Furthermore, 83.3% of patients completing the KOASTAL-1 trial opted to enrol in the long-term KOASTAL-LT extension study, reflecting patient confidence in the treatment’s tolerability.

The Broader KOASTAL Program: What Comes Next?

The KOASTAL-1 trial is the first of three pivotal studies evaluating navacaprant in MDD. The ongoing KOASTAL-2 and KOASTAL-3 trials, which include international sites, aim to validate the initial findings and explore potential regional or demographic variations in treatment response. Neumora’s comprehensive program also includes the KOASTAL-LT open-label extension study, focused on long-term safety and patient outcomes.

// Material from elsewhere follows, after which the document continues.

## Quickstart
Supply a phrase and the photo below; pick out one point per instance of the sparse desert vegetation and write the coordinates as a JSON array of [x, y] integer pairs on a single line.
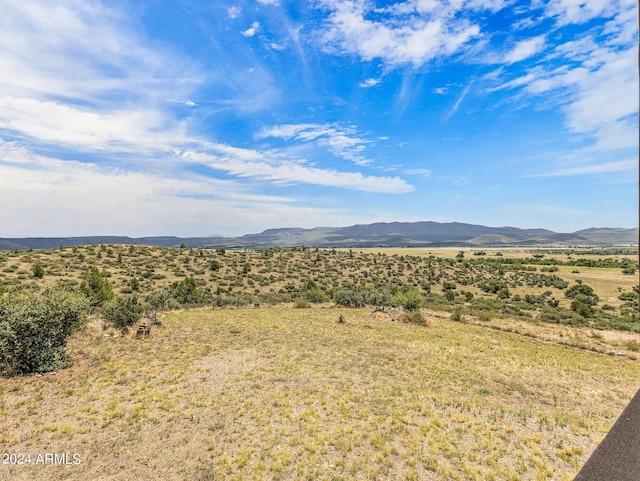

Neumora plans to present further updates, including insights from the KOASTAL program, at the J.P. Morgan Healthcare Conference on January 14. The company’s leadership remains optimistic, citing a strong financial position with $342 million in cash reserves as of Q3 2024, ensuring runway into mid-2026.

Expert Opinions Reflect Measured Optimism

Henry Gosebruch, President and CEO of Neumora, acknowledged the unexpected results but emphasised the company’s commitment to addressing unmet needs in neuroscience. He highlighted the importance of refining their understanding of navacaprant’s efficacy signals, particularly in specific subgroups, to maximise its potential impact.

What This Means for MDD Treatment Innovation

The KOASTAL-1 trial’s mixed results highlight the challenges of developing novel therapies for MDD, a condition characterised by its multifaceted and heterogeneous nature. While navacaprant’s broad efficacy remains uncertain, its safety profile and promising gender-specific trends underscore the importance of continued investigation.

Neumora’s commitment to redefining neuroscience drug development and their pipeline of seven clinical-stage programs reflect their determination to confront brain disease challenges with innovative precision medicine approaches.